The pharmacy wakes up slowly. Film moves around the counter, navigating obstacles that weren’t there six years ago — the box of broken porcelain mugs by the wall (Love collects them for a mosaic), the stack of medical journals (no one reads them, but Love insists that "the pharmacy has to look professional"), the old radio they only turn on in the evenings. It feels like a ritual. But no — she’s just trying to put everything in its place, arranging the important medicines and first-aid kits on the counter so she won’t have to dig through distant drawers when the first customers arrive.

"It’s Tuesday," Love says, shuffling papers and notebooks, reciting their daily plan — unchanged for years. "So we unpack the delivery and check expiration dates."

Film nods, wrapping her dry hands around the mug. The warmth seeps into her skin, reminding her of other mornings— the school locker room where they hid from class, the hospital room after the accident, their first day in this pharmacy when Love led her by the hand and said, "This is where we’ll live." There’s something more in this warmth than just good tea. Or maybe Film is just losing her mind.

They work in silence. Film sorts pills onto shelves, memorizing their positions by the shape of the packaging and the number of steps from the register. Love fills out inventory logs, occasionally muttering to herself or humming — Radiohead, maybe. Or Joy Division. Film never understood music much. Time in the pharmacy flows slowly, like cough syrup from old glass bottles.

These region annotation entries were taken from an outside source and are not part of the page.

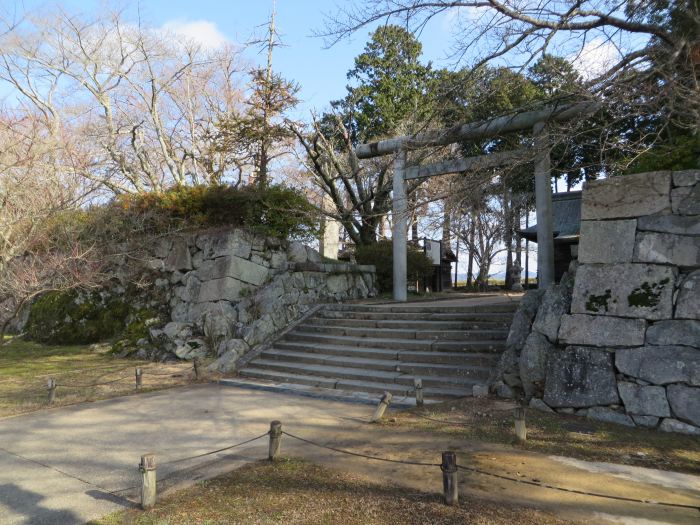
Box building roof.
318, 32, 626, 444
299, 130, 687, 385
518, 191, 581, 243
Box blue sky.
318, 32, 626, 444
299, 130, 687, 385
10, 0, 460, 116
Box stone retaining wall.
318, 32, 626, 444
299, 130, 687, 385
142, 229, 376, 372
497, 171, 700, 435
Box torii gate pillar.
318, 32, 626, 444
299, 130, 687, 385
532, 122, 554, 289
392, 149, 408, 301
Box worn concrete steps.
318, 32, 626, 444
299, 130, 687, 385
298, 324, 508, 341
318, 309, 513, 324
307, 315, 510, 330
239, 367, 476, 401
240, 304, 514, 398
272, 341, 499, 366
256, 349, 491, 378
261, 342, 499, 368
285, 330, 505, 352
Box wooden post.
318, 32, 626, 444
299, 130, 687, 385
440, 451, 459, 505
513, 407, 527, 443
268, 421, 282, 461
46, 377, 56, 405
370, 392, 392, 423
139, 454, 157, 510
532, 122, 554, 290
391, 150, 408, 302
413, 377, 423, 407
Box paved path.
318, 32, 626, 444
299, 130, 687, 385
0, 385, 700, 525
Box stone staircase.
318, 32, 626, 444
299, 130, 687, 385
232, 303, 517, 401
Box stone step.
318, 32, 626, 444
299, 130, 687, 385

"Remember in school when we…" Love starts when humming gets boring and talking to herself becomes too dull.

"...dyed our hair blue and said it was a chemistry experiment," Film finishes, as if reading her mind. A smug smile spreads across her face — proof that the weird ideas were always hers.

They laugh at the same time, freezing the moment, forgetting everything that came after, everything from the darkest days. Then Love stands and walks to the left — toward the window. Exactly seven steps. The floorboard by the window creaks, groggy and stubborn, as if tortured for hours.

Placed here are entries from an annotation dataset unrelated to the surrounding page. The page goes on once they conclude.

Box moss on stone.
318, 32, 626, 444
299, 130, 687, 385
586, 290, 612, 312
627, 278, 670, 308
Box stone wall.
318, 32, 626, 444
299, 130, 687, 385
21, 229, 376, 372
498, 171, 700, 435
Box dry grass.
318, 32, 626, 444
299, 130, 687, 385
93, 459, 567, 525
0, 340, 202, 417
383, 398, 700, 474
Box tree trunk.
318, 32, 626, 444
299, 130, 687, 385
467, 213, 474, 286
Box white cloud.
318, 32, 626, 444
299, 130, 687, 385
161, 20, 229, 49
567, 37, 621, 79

"The rain stopped," Love croaks. Film’s ears perk up. She listens to the world outside and nods when she no longer hears drops hitting the pharmacy windows.

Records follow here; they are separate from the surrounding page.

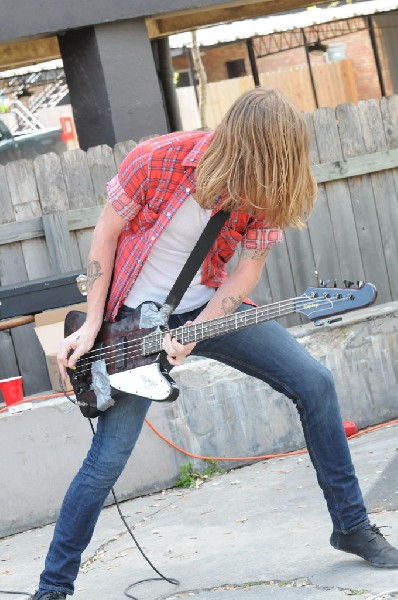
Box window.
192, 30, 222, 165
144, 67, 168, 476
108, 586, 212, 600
225, 58, 246, 79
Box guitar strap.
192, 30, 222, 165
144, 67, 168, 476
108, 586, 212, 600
160, 210, 230, 322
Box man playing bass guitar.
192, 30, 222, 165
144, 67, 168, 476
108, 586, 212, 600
34, 88, 398, 600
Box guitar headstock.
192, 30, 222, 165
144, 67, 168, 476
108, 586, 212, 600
295, 282, 377, 321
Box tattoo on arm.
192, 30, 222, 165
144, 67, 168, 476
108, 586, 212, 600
240, 248, 269, 260
87, 260, 103, 290
221, 296, 243, 315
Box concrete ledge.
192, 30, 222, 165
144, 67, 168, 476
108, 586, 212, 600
0, 302, 398, 536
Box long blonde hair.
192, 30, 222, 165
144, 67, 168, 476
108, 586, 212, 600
196, 88, 317, 228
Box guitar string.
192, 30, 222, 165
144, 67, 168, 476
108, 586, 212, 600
75, 297, 352, 375
71, 297, 352, 374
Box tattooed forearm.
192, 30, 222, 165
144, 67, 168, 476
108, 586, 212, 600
87, 260, 103, 290
221, 296, 243, 315
240, 248, 269, 260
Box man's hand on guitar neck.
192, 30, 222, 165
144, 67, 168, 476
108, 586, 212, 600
57, 323, 98, 381
163, 321, 196, 367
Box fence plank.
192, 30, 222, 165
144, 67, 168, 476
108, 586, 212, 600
61, 149, 97, 269
266, 242, 299, 327
5, 160, 51, 281
314, 108, 364, 281
358, 100, 398, 298
42, 210, 76, 275
87, 145, 117, 205
336, 104, 391, 303
0, 166, 28, 292
33, 152, 81, 272
305, 115, 343, 286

Film steps closer to Love, slowly reaching her hand out of the window. Residual raindrops from the wet roof strike her palm—cold and sharp. Like tears on the day they stood on the school roof and swore they’d only die together.

Love stares at Film in a strange way. Right into her motionless face. Film feels the weight of that gaze—too intense, as if Love is checking for a pulse, for breath.

Still alive.

"You haven’t changed your mind?" Love suddenly asks, so quietly the post-rain silence of the city nearly drowns her out.

Film just smiles and flicks the droplets from her palm. Then, with that same warm, living hand, she finds Love’s small fingers.

Film squeezes them — Love’s left hand is always colder than her right. As if breathing new life into them, trying to reach the nerve endings that haven’t given up yet.

"Never."

And the pharmacy becomes their world again — small, fragile, but theirs. A place where Film doesn’t need eyes, and Love doesn’t have to explain why she sometimes freezes mid-day, staring at nothing. Where Film doesn’t have to justify flinching at male voices, and Love doesn’t apologize for dropping things. Where they can just be. Can live. As long as the other lives.

Love’s fingers tighten around Film’s hand — as hard as she can. Film barely feels it. Suddenly, the pharmacy goes quiet. Too quiet. Film realizes Love has frozen, staring at something.

"What is it?" Film asks, turning her blind eyes toward the sunlight breaking through the clouds.

"Listen—" Love’s voice sounds strange. Unfamiliar, but joyful. Sincere, like she's a child again.

Film leans toward the window, counting seconds by tapping Love’s trembling wrist. And then—

"Are they… singing?"

Film barely hears anything beyond the twang of out-of-tune guitar strings and bright laughter somewhere nearby. But it’s so quiet, as if someone else is sharing secrets, living in their own little world. As if someone else is just like Film and Love.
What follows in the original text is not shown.